Recognizing symptoms and seeking help
If hemorrhoids were a problem people talked about easily, you might know how common they are. In fact, most people have them at some point in their lives.
According to Theodore Saclarides, MD, a colorectal surgeon at Rush University Medical Center, many people with hemorrhoids don't get help — often because they don't realize relatively painless treatments are now available.
As an academic medical center, Rush is always looking for better ways to treat this common problem. Rush offers traditional treatments and minimally invasive procedures, which are less painful and provide faster recovery than conventional surgery.
What are hemorrhoids?
Hemorrhoids are normal veins in the anal area that can no longer empty blood and become swollen and inflamed.
They can be internal or external and may cause pain, itching or burning. You may also see bright red blood on toilet paper or in the toilet after a bowel movement. Internal hemorrhoids may prolapse, or bulge, outside the anus.
Diarrhea, constipation, prolonged straining, pregnancy and aging can all cause hemorrhoids — as can simply standing for long periods.
For minor symptoms, you can try doing the following:
Practicing good bowel habits. Avoid straining, waiting too long to go or even sitting too long on the toilet. Instead, try again later.
Taking fiber supplements.
Using a nonprescription hemorrhoidal cream or suppository.
If your symptoms don't go away in about a week despite home treatment, though, it's time to see a doctor.
Also see your doctor if you see blood in your stools or on toilet paper, especially if you're older than 50 or have a family history of colon cancer. Although hemorrhoids don't cause cancer, bleeding can indicate other health problems, including colon or rectal cancer.
Depending on the size and location of the hemorrhoid, your doctor may decide to perform one of the following surgeries right in the office:
Rubber band ligation cuts off blood flow to the hemorrhoid, which withers away in a few days. Scar tissue forms, holding nearby veins in place.
Injection sclerotherapy uses a chemical irritant to treat hemorrhoids that are too small to band. This also creates scar tissue that holds the hemorrhoid in place.
Infrared coagulation uses a special light to create scar tissue to hold hemorrhoids in place.
Minimally invasive procedures have less risk and fewer postoperative problems than traditional surgery. And patients are often surprised at how well they work.

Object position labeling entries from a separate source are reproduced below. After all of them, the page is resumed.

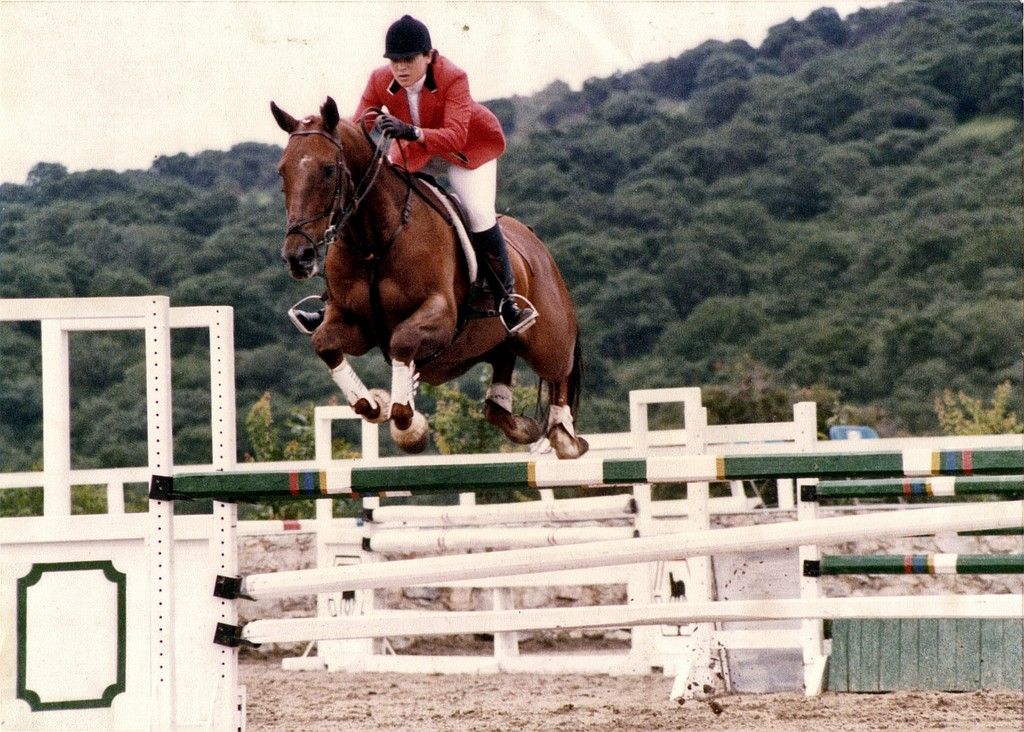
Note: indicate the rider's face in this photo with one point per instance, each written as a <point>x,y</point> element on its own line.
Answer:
<point>410,70</point>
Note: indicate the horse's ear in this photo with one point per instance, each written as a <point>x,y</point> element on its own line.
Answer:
<point>330,115</point>
<point>285,121</point>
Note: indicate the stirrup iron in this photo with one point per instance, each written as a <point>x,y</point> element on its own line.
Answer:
<point>522,325</point>
<point>296,308</point>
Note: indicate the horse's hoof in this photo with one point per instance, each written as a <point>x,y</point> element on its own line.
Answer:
<point>415,438</point>
<point>518,428</point>
<point>377,413</point>
<point>566,446</point>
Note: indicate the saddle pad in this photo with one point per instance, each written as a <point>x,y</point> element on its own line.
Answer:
<point>467,247</point>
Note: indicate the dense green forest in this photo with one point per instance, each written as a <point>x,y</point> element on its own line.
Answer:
<point>837,213</point>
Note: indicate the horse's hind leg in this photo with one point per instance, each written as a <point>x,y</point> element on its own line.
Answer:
<point>561,433</point>
<point>498,403</point>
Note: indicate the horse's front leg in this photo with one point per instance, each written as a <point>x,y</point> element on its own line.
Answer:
<point>427,331</point>
<point>337,336</point>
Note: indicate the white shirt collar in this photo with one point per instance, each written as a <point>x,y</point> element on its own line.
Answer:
<point>417,87</point>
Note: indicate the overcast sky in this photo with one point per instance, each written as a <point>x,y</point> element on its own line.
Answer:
<point>116,84</point>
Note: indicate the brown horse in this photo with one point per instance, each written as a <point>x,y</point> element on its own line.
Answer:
<point>396,281</point>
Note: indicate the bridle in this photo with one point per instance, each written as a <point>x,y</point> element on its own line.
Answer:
<point>340,210</point>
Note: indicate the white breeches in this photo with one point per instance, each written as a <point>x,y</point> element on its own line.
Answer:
<point>475,188</point>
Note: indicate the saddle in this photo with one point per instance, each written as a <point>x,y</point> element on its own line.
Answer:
<point>479,300</point>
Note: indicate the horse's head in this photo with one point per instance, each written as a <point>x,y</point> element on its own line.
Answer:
<point>314,178</point>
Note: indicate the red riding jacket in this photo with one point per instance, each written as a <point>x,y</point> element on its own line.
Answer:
<point>455,127</point>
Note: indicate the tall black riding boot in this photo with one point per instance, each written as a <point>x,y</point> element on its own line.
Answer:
<point>491,244</point>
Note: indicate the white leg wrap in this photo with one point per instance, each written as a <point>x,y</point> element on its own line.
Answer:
<point>350,384</point>
<point>404,380</point>
<point>560,416</point>
<point>501,394</point>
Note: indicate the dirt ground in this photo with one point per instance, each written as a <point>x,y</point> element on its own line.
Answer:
<point>285,701</point>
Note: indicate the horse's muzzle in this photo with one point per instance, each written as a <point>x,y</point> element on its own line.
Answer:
<point>301,262</point>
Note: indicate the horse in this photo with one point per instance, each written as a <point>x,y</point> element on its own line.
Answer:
<point>396,280</point>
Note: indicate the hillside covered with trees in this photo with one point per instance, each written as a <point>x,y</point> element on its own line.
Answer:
<point>835,214</point>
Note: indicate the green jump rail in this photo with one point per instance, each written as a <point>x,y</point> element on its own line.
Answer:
<point>349,478</point>
<point>915,564</point>
<point>1011,485</point>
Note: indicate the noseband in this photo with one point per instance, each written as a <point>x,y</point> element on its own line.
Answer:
<point>339,211</point>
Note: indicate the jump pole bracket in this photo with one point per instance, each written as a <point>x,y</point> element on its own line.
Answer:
<point>809,493</point>
<point>162,487</point>
<point>230,636</point>
<point>227,588</point>
<point>812,568</point>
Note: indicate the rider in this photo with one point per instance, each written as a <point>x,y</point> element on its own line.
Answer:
<point>440,129</point>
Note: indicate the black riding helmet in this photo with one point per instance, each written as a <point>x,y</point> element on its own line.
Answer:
<point>407,37</point>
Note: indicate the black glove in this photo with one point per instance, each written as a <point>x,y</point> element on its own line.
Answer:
<point>393,127</point>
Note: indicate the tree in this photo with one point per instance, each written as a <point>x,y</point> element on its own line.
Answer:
<point>963,415</point>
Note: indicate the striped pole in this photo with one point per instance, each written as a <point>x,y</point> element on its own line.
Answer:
<point>945,485</point>
<point>918,564</point>
<point>440,477</point>
<point>645,549</point>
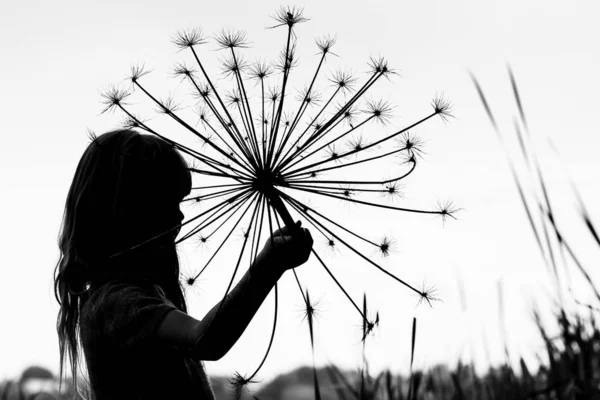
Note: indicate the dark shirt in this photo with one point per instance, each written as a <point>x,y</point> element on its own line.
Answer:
<point>124,358</point>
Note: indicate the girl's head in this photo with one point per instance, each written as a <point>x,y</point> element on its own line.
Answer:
<point>126,190</point>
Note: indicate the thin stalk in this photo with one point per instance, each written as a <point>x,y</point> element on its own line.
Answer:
<point>367,146</point>
<point>316,171</point>
<point>219,99</point>
<point>366,203</point>
<point>191,129</point>
<point>296,118</point>
<point>277,118</point>
<point>207,222</point>
<point>284,158</point>
<point>352,129</point>
<point>226,238</point>
<point>178,226</point>
<point>298,205</point>
<point>333,119</point>
<point>184,149</point>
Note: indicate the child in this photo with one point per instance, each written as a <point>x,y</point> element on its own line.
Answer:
<point>128,312</point>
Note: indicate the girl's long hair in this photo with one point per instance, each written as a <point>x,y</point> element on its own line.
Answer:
<point>122,189</point>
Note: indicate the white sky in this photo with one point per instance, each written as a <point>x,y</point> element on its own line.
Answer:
<point>58,57</point>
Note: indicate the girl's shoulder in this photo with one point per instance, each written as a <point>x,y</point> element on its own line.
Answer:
<point>117,292</point>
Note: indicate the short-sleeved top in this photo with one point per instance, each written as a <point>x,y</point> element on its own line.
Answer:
<point>124,358</point>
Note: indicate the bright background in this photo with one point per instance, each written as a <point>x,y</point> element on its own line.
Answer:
<point>57,57</point>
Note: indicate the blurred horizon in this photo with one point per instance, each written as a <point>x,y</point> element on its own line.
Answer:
<point>68,52</point>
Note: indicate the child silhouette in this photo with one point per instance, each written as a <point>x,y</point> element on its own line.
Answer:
<point>121,302</point>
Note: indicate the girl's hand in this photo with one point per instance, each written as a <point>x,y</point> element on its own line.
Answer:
<point>289,250</point>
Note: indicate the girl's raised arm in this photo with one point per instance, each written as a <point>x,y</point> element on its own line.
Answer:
<point>213,336</point>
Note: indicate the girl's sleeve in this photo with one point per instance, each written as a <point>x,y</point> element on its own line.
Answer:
<point>131,315</point>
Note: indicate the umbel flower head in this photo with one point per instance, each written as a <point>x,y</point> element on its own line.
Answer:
<point>266,145</point>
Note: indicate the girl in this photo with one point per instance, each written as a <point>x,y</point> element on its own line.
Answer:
<point>128,312</point>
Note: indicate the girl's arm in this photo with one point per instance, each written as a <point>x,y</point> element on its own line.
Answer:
<point>213,336</point>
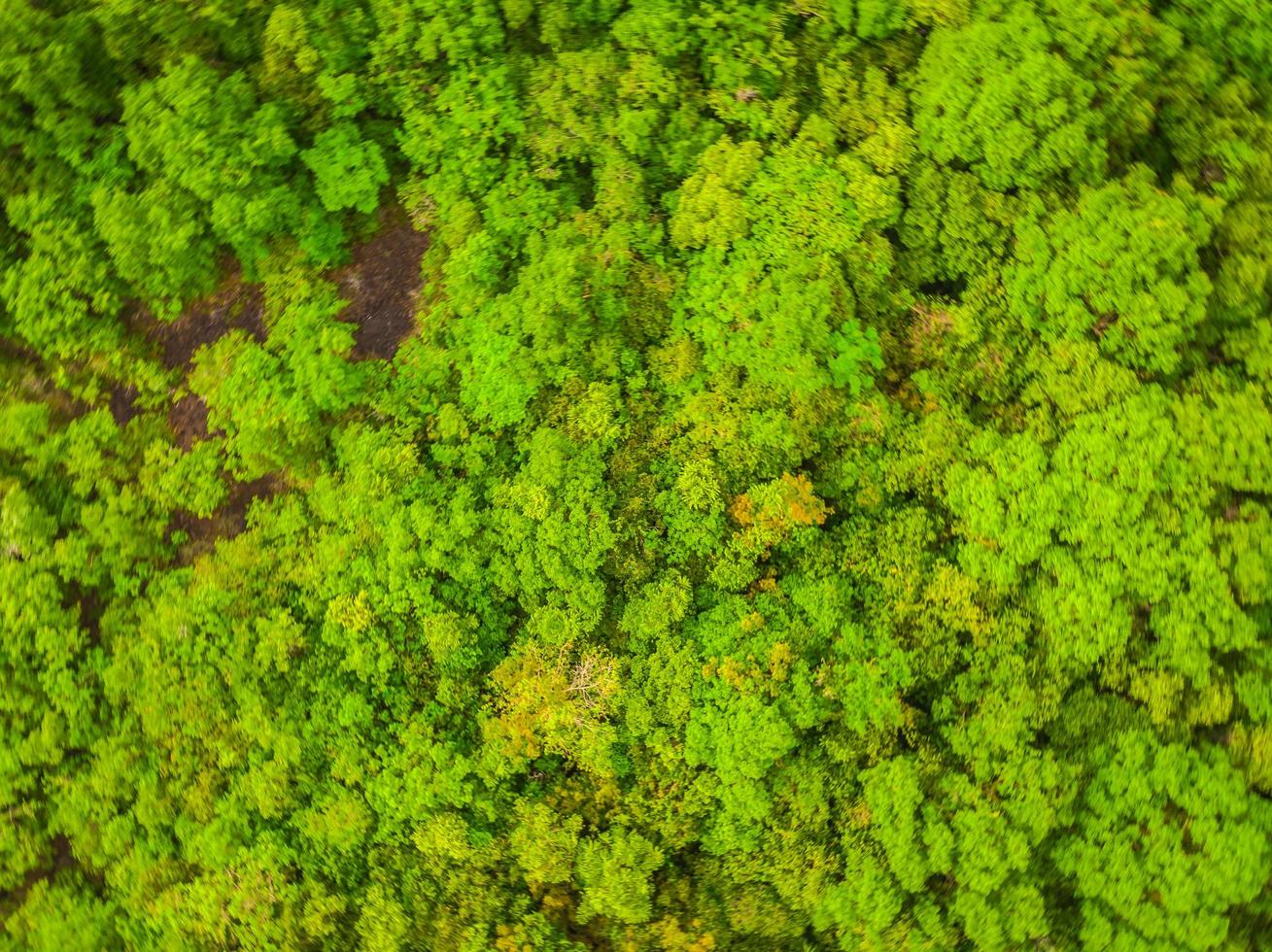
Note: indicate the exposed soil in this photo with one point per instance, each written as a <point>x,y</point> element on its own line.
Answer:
<point>123,404</point>
<point>62,860</point>
<point>231,305</point>
<point>227,522</point>
<point>382,285</point>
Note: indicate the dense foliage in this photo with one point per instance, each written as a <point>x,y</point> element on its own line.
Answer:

Minimally invasive alternatives
For hemorrhoids that recur or are too big to treat with an office procedure, doctors have traditionally used excisional hemorrhoidectomy. This surgery removes the hemorrhoid but can be very painful.
Although excisional hemorrhoidectomy is sometimes still necessary, doctors at Rush also perform two minimally invasive procedures that can get patients back to normal activity in about half the time:
Procedure for prolapse and hemorrhoids. Instead of removing hemorrhoids, a circular stapler device is used to lift them back into their normal positions and reduce their blood flow, causing them to shrink.
The hemorrhoid treatment system. Rush was the first hospital in Chicago to offer this procedure, which uses Doppler ultrasound to guide the surgeon to hemorrhoidal arteries so that they can be tied off. It also lifts prolapsed hemorrhoids.
These minimally invasive procedures have less risk and fewer postoperative problems than traditional surgery. And patients are often surprised at how well they work, Saclarides says. "People who have these procedures feel much less discomfort than they expected," he says. "They quickly get back to enjoying life."